Family & shape. Hybrid: a CNN encoder with 3 regression layers handles distortion, a UNet handles corner detection, and a classical RANSAC loop feeds Zhang's planar calibration for parameter estimation (§III-A–C). Training resolution is 480×480; the inference pipeline accepts arbitrary resolution. The distortion stage outputs 5 corrected-model parameters; the detection stage outputs a per-pixel 2D heatmap; the calibration stage outputs intrinsic parameters and per-corner sub-pixel coordinates with Gaussian confidence.

Blocks.

Distortion CNN (§III-A). An 8-layer encoder followed by 3 regression layers regresses the parameters of a radial correction model. The forward distortion model (image → distorted) is:

r_d = r_c(k_0 + k_1 r_c^2 + \cdots)

The correction model (distorted image → corrected), which the CNN regresses, is:

\begin{aligned} r_c = r_d(k_0' + k_1' r_d + k_2' r_d^2 + \cdots) \end{aligned}

with 5 output parameters in practice (§III-A). Once the parameters are regressed, a sampling grid warps the input image before corner detection. The distortion stage must precede corner detection because the collineation post-processing in Stage 2 requires undistorted straight-line features (§III-B, last paragraph).

Definition

Sampling-grid L1 loss

L1 distance between each pixel's destination under the estimated correction grid and its destination under the ground-truth correction grid, summed over $N$ pixels.

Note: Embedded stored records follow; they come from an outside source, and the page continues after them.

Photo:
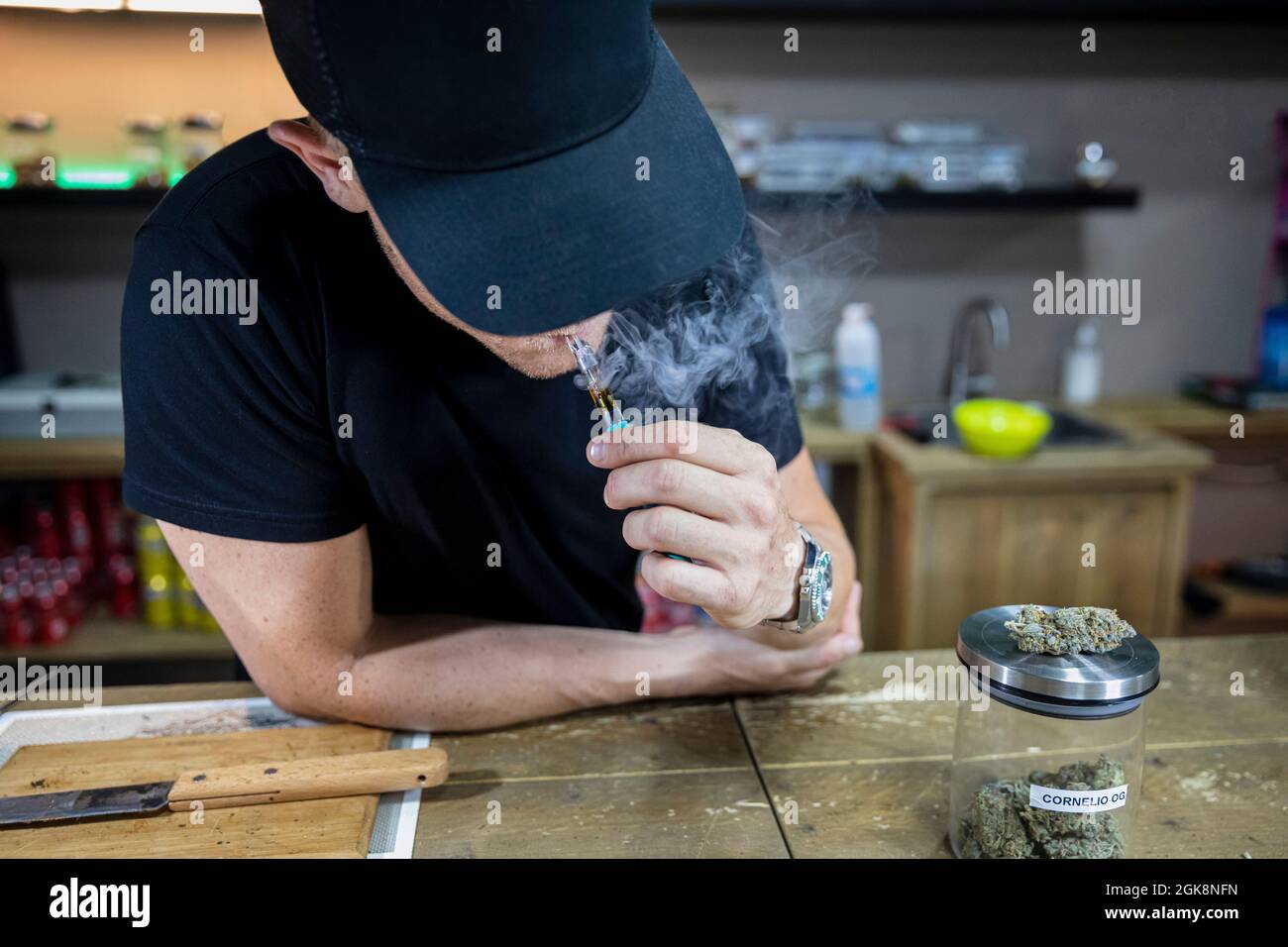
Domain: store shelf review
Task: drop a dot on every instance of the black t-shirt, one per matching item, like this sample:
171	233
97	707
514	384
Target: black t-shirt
339	399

L_\text{grid} = \frac{1}{N}\sum_{i=1}^{N} \bigl\| p^i_\text{dst} - p^i_\text{cor} \bigr\|_1

UNet heatmap corner detection + sub-pixel refinement (§III-B). A UNet [ref 30] is trained to output a per-pixel 2D heatmap whose ground-truth target is a 2D Gaussian distribution $G$ centred at each labeled sub-pixel corner coordinate.

Definition

Heatmap MSE loss

Mean-squared error between the predicted heatmap $\hat{Y}$ and the 2D Gaussian ground-truth map $Y$ over all pixel locations.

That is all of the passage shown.